The groups rented RVs and stayed near the prisons, which were in Maryland, Virginia, West Virginia, Pennsylvania and Connecticut. They spent time with the prisoners Friday night, Saturday morning and Saturday evening.
“We, as a community and individuals, believe in the power of one and the power of being selfless,” said Ari Israel, executive director of Maryland Hillel. He helped the students with training, got them talitot, Torahs and food from Hillel. He thought the effort delighted prisoners and gave them a small piece of the greater Jewish community.
“This is definitely not your synagogue or my synagogue in any shape or form,” he said.
The Hillel effort is just one of many ways to Jewish community tries to help out the incarcerated members of the community. The Jewish Big Brother Big Sister League, Jewish Prisoner Services, Jewish Community Services and the Aleph Institute are among the organizations that work to keep those on the inside connected to life on the outside through advocacy, visits, programming, books and other resources.
“Judaism is not a solo religion, it’s a communal religion,” said Barbara Roswell, who teaches with the Goucher Prison Education Partnership. The partnership allows prisoners to take classes and earn college credits, and it also brings college students to correctional facilities for some classes, to learn alongside inmates.

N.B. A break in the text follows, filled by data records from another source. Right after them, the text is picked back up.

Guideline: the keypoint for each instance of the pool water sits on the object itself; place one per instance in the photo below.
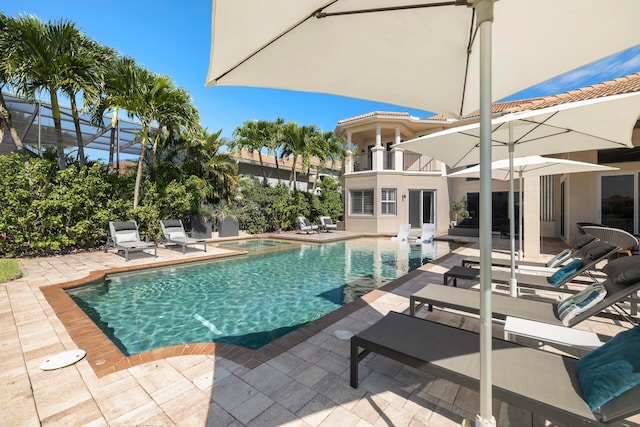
(246, 300)
(253, 245)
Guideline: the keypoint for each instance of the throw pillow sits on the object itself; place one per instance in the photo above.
(598, 250)
(560, 276)
(623, 270)
(583, 240)
(610, 370)
(572, 306)
(127, 236)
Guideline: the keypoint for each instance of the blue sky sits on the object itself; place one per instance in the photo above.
(173, 37)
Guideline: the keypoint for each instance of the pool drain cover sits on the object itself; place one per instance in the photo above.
(63, 359)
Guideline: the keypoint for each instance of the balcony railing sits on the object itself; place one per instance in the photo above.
(419, 163)
(411, 162)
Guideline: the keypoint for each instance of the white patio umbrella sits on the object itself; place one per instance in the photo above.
(420, 54)
(521, 167)
(590, 124)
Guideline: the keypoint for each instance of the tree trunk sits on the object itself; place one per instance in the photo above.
(55, 112)
(143, 151)
(264, 173)
(76, 124)
(5, 115)
(112, 139)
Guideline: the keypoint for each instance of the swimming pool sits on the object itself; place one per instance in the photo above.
(247, 300)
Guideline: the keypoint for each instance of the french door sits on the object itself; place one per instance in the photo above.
(421, 207)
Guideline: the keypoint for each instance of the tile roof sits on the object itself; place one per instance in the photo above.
(625, 84)
(373, 114)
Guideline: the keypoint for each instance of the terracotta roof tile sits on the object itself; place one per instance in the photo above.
(626, 84)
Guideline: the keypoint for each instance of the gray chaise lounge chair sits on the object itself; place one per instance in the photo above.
(124, 236)
(305, 225)
(545, 383)
(593, 254)
(173, 232)
(579, 246)
(623, 280)
(627, 242)
(327, 224)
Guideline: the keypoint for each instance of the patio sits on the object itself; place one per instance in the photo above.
(303, 384)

“I think that the quality of religious life for any group is [largely shaped by] the folks who come in and as big as that community,” she said.
Jewish Prisoner Services, a program Jewish Community Services has run since 1916, has 14 volunteers who go once a month to eight different correctional institutions, including a psychiatric hospital, to visit Jewish inmates. Most of the volunteers are retired men, some of whom have been volunteering for 30 years.
“They might be talking about holidays, they might be talking about Israel, they might be discussing d’var Torah that week, they might be answering questions the inmates have,” said Beth Hecht, senior manager of volunteer services at JCS. “ … Over the years, we’ve taught basic Hebrew if the inmates are interested in that.”
While these efforts help members of the Jewish community behind bars, Roswell thinks the community could be doing much more to help.
“Religion fills a role that nothing else in prison can fill,” she said.